Better CSE identifier #10473

peter-toth · 2024-05-12T18:11:59Z

This is a draft PR that implements the ideas from #10426 (comment).

Which issue does this PR close?

Closes #10426.

Rationale for this change

What changes are included in this PR?

Are these changes tested?

Are there any user-facing changes?

alamb

This is looking very exciting @peter-toth

alamb · 2024-05-14T13:18:33Z

datafusion/common/src/tree_node.rs

@@ -204,6 +214,24 @@ pub trait TreeNode: Sized {
        apply_impl(self, &mut f)
    }

+    fn apply_ref<'n, F: FnMut(&'n Self) -> Result<TreeNodeRecursion>>(


This API would be helpful in other areas to avoid cloning -- I am very much in favor of adding it

alamb · 2024-05-14T13:20:58Z

datafusion/optimizer/src/common_subexpr_eliminate.rs

+            (
+                Identifier {
+                    hash: 0,
+                    expr: &c_plus_a,
+                },
+                (1, DataType::UInt32),
+            ),


I wonder if we could make these tests more readable with something like this or similar

Suggested change

(

Identifier {

hash: 0,

expr: &c_plus_a,

},

(1, DataType::UInt32),

),

(

Identifier::from(&c_plus_a).with_hash(0)

(1, DataType::UInt32),

),

or

Suggested change

(

Identifier {

hash: 0,

expr: &c_plus_a,

},

(1, DataType::UInt32),

),

(

make_identifier(&c_plus_a, 0),

(1, DataType::UInt32),

),

Sure I can add Identifier::from to the PR.

alamb · 2024-05-15T19:10:42Z

I think @peter-toth plans to break this PR up into smaller ones, so marking it as a draft to make it clear it isn't waiting on more feedback.

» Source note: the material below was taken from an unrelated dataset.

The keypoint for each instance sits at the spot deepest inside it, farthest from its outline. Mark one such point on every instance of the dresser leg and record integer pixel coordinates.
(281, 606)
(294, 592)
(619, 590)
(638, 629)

If I am mistaken, please let me know

peter-toth · 2024-05-16T10:56:10Z

I think @peter-toth plans to break this PR up into smaller ones, so marking it as a draft to make it clear it isn't waiting on more feedback. If I am mistaken, please let me know

Yes, here is the first part that adds the new TreeNode APIs: #10543

erratic-pattern · 2024-05-17T01:13:58Z

datafusion/expr/src/expr.rs

@@ -1389,6 +1390,201 @@ impl Expr {
            | Expr::Placeholder(..) => false,
        }
    }
+
+    pub fn hash_node(&self, hasher: &mut AHasher) {


what's the benefit of this vs using the derived Hash impl. I think a comment explaining the differences might be useful.

Yeah this is a good point, I will add some comments here why CSE uses special hashing.

erratic-pattern · 2024-05-17T01:19:02Z

datafusion/expr/src/expr.rs

@@ -1389,6 +1390,201 @@ impl Expr {
            | Expr::Placeholder(..) => false,
        }
    }
+
+    pub fn hash_node(&self, hasher: &mut AHasher) {


would it be easier to use std::mem::discriminant?

Suggested change

pub fn hash_node(&self, hasher: &mut AHasher) {

pub fn hash_node(&self, hasher: &mut AHasher) {

std::mem::discriminant(self).hash(hasher);

I'm not familiar with std::mem::discriminant but according to its docs it doesn't seem to take into account the data that an enum carries. But we need to take the enum's data into account (except for the subexpressions) to avoid hash collisions as much as we can.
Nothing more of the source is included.